"I said that I could not go; that God Almighty had brought me here and caused me to build my house and given me the meadow and the water and the beasts as my friends—that I was neither monk nor friar nor priest to be sent hither and thither—that I could not go. I cried on Him to help me and shew me His will; and then I went to dinner.

"Since that time, Sir John, the warmth has left me. I see the flowers, but there is nothing behind them; and the sunlight, but there is no heavenly colour in it. My mind is disquiet; I cannot rest nor contemplate as I should. I have been up the stairs that I have told you of a thousand times; I have set myself apart from the world, which is the first step, until all things visible have gone; then I have set myself apart from my body and my understanding so that I was conscious of neither hands nor heart nor head, nor of aught but my naked soul; then I have left that, which is the third step; but the gate is always shut, and our Lord will not speak or answer. Tell me what I must do, Sir John.
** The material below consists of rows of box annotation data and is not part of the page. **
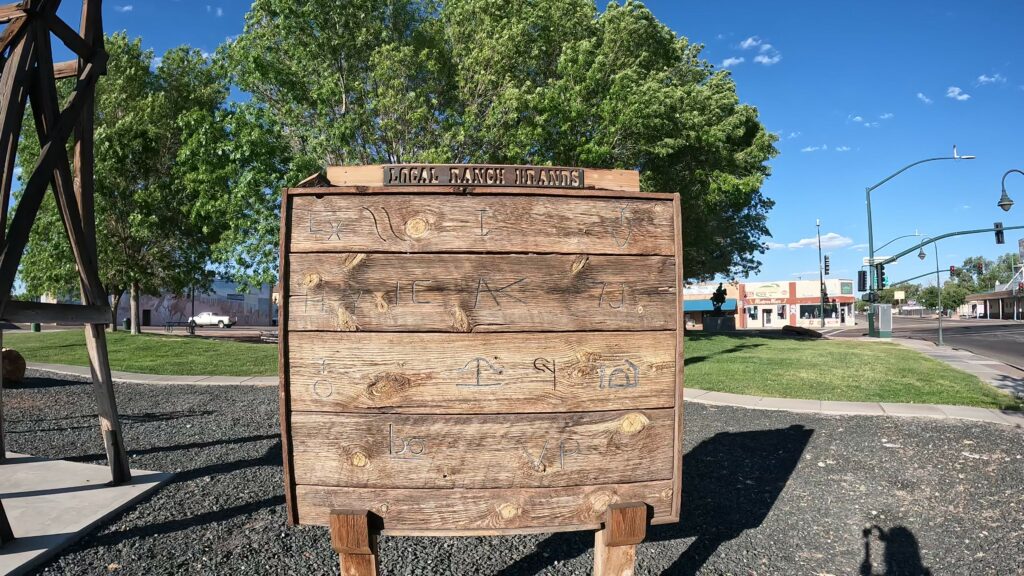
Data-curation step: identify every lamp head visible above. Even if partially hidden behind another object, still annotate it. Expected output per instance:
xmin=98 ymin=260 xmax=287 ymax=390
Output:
xmin=995 ymin=187 xmax=1014 ymax=212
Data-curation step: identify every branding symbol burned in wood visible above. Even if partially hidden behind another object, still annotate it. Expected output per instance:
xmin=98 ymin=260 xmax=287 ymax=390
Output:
xmin=473 ymin=278 xmax=526 ymax=310
xmin=387 ymin=424 xmax=427 ymax=459
xmin=597 ymin=360 xmax=640 ymax=389
xmin=456 ymin=357 xmax=505 ymax=387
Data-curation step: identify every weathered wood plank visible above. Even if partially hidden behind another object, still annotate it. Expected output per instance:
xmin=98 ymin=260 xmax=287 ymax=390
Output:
xmin=288 ymin=253 xmax=677 ymax=332
xmin=291 ymin=195 xmax=676 ymax=255
xmin=288 ymin=331 xmax=676 ymax=414
xmin=327 ymin=165 xmax=640 ymax=191
xmin=297 ymin=480 xmax=676 ymax=536
xmin=291 ymin=409 xmax=675 ymax=488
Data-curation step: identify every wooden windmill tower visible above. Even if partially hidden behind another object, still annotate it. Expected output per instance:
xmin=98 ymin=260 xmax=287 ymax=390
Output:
xmin=0 ymin=0 xmax=131 ymax=543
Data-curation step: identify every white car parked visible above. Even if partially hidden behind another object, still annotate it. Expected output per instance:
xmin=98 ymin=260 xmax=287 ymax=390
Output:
xmin=188 ymin=312 xmax=236 ymax=328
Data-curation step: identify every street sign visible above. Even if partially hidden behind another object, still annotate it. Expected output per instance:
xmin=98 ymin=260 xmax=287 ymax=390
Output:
xmin=281 ymin=165 xmax=683 ymax=557
xmin=861 ymin=256 xmax=896 ymax=266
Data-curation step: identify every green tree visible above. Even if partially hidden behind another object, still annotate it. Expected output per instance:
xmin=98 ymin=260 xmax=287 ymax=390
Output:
xmin=19 ymin=33 xmax=282 ymax=332
xmin=225 ymin=0 xmax=776 ymax=280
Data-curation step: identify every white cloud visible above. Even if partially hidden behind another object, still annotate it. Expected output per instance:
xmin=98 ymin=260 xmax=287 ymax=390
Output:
xmin=739 ymin=36 xmax=761 ymax=50
xmin=946 ymin=86 xmax=971 ymax=101
xmin=978 ymin=74 xmax=1007 ymax=85
xmin=754 ymin=52 xmax=782 ymax=66
xmin=786 ymin=232 xmax=853 ymax=249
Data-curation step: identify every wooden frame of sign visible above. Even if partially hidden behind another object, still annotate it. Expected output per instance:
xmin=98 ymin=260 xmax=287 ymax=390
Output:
xmin=280 ymin=165 xmax=683 ymax=574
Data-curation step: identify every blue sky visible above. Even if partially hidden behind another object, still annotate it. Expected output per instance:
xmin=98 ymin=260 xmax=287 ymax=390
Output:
xmin=92 ymin=0 xmax=1024 ymax=282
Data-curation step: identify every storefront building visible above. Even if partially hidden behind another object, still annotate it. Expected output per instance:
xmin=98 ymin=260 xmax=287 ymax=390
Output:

Is it true that this is from our Lord, and that I must go to see the King?"

* * * * *

I was sick at heart when I heard that, and I strove to silence what my soul told me must be my answer.

"It has persevered ever since, my son Richard," I said?

He bowed his head.

"There is no savour in anything to me until I go," he answered. "This morning as I looked from over the wall upon the sacrament, my eyes were blinded: I saw nothing but the species of bread. I was forced to rest upon the assent of my faith."

Again I attempted to silence what my soul told me. It was the very power that Master Richard had taught me to use that was turning against what I desired. I had not known until then how much I loved this quiet holy lad with grave eyes—not until I thought I should lose him.

"There is no sin," I said, "that has darkened your eyes?"

I saw him smile sideways at that, and he turned his head a little.